Edge AI refers to the use of artificial intelligence (AI) technologies at the edge of a network, rather than in a centralized data center or the cloud. The “edge” refers to the physical location where data is generated and processed, such as a sensor on a factory floor or a camera in a traffic intersection.
One of the main benefits of edge AI is that it allows for real-time processing of data, as the data does not need to be transmitted to a centralized location for processing. This is particularly useful in situations where low latency, high throughput, or limited connectivity is required, such as in industrial automation, autonomous vehicles, and internet of things (IoT) applications.
Another benefit of edge AI is that it allows for more efficient use of resources, as the data does not need to be transmitted over a network to a centralized location for processing. This can also help to reduce the costs associated with transmitting and storing large amounts of data.
There are several types of edge AI technologies, including:
- Edge devices, such as sensors and cameras, that can perform basic AI processing on the data they generate.

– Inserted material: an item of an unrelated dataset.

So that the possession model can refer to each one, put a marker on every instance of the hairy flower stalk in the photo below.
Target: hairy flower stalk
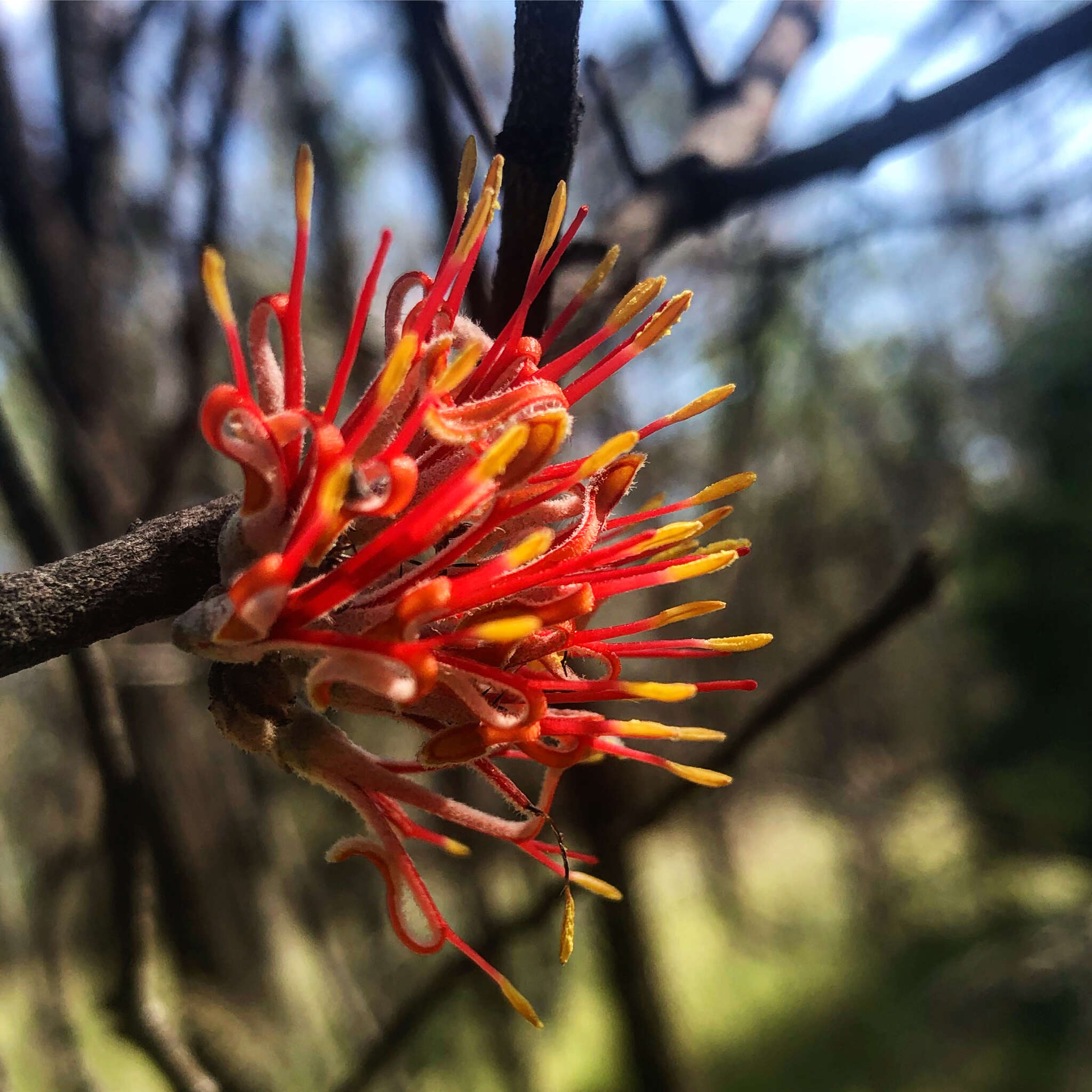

- Edge gateways, which are devices that can aggregate data from multiple edge devices and perform more advanced AI processing on the data.
- Edge servers, which are small, low-power servers that can perform AI processing on data from edge devices and edge gateways.
The main drawback of Edge AI is that it requires specialized hardware and software that can support the processing of AI models on the edge. However, advancements in hardware and software technologies are making it possible to deploy AI models on a variety of edge devices, including low-power microcontrollers and gateways. With the growing popularity of IoT and Industry 4.0, it’s expected that Edge AI will become increasingly important in the coming years.
Overall, Edge AI is a way of using AI technologies to process data locally, at the edge of a network, rather than in a centralized data center or cloud. This can be useful in situations where low latency, high throughput, or limited connectivity is required, and it can also help to reduce the costs associated with transmitting and storing large amounts of data.